そのためか、僕は「対話」を「議論」と無意識に併用していることに気づき、どう使い分けているのか自分なり振り返ってみました。
関係づくりや気づきの文脈で、相手の想いや経験を知る営みの場合は「対話」と言っているようです。
相手がなぜそう考えるのか、どんな体験がその発言の背景にあるのかを丁寧に聞き取り、理解しようとする姿勢です。
時には相手の話に共感し、時には自分の価値観が揺さぶられることもあるでしょう。そうした内的な変化を受け入れながら、お互いの理解を深めていくプロセスです。
一方、衝突や葛藤も含み、真摯なぶつかり合いで、新しい価値を生むプロセスの場合は「議論」と言うことが多そうです。
もっとも、「議論」が対立的で攻撃的なものとして理解されることも多いのですが、
僕は、お互いの考えを遠慮なくぶつけ合いながらも、相手を打ち負かそうとするのではなく、そのやりとりの中から今まで見えなかった第三の道を見つけ出そうとする営みと捉えています。
本来、上記はどちらも「対話」と表現するべきと思いますが、敢えて使い分けることで、世の中における対話への誤解を回避しようという試みです。

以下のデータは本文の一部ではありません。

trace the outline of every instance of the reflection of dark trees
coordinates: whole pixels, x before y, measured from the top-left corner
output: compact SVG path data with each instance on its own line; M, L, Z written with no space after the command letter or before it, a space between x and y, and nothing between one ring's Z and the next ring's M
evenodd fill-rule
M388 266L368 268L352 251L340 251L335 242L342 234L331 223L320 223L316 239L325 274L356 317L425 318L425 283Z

この考え方は、複数の論者の知見とも部分的に呼応しています。
『問いのデザイン』の安斎勇樹さんは、「対話」の定義を、「互いの意見の背後にある前提に目を向けることで、凝り固まった考え方や関係性を再構築しようとするコミュニケーション」としています。
これは僕が「対話」と呼ぶ営みと本質的に同じです。
相手の発言の奥にある体験や価値観に目を向けることで、より深い理解と新しい気づきが生まれやすくなります。
哲学者の中島義道さんは、「対話」を、ただ言葉という武器だけを使って戦う全裸の格闘技だと表現しています。
日本では思いやりややさしさという名のもとに真実が語られなくなり、風通しの悪い社会になっているという問題意識からです。
これは僕が「議論」と呼ぶものを先鋭化した感じですね。
劇作家・演出家の平田オリザさんは「対話」を、異なる価値観を持つ者同士が話し合い、意見を擦り合わせること。AとBが話し合う中で、Cという新しい概念や結論を生み出すことを目指すと。
これは僕が「対話」と呼ぶプロセスとも、「議論」と呼ぶものとも重なっています。
現時点では、日本における「対話」認識の混乱を避けるため、僕は、2つの要素を使い分けているのですが、
理想的には、相手への深い理解と建設的なぶつかり合いという本来的な「対話」として、いずれはひとつの言葉に統合していきたいです。
真の対話とは、優しさと厳しさ、共感と挑戦が同居する、もっとダイナミックで創造的な営みのはずですから。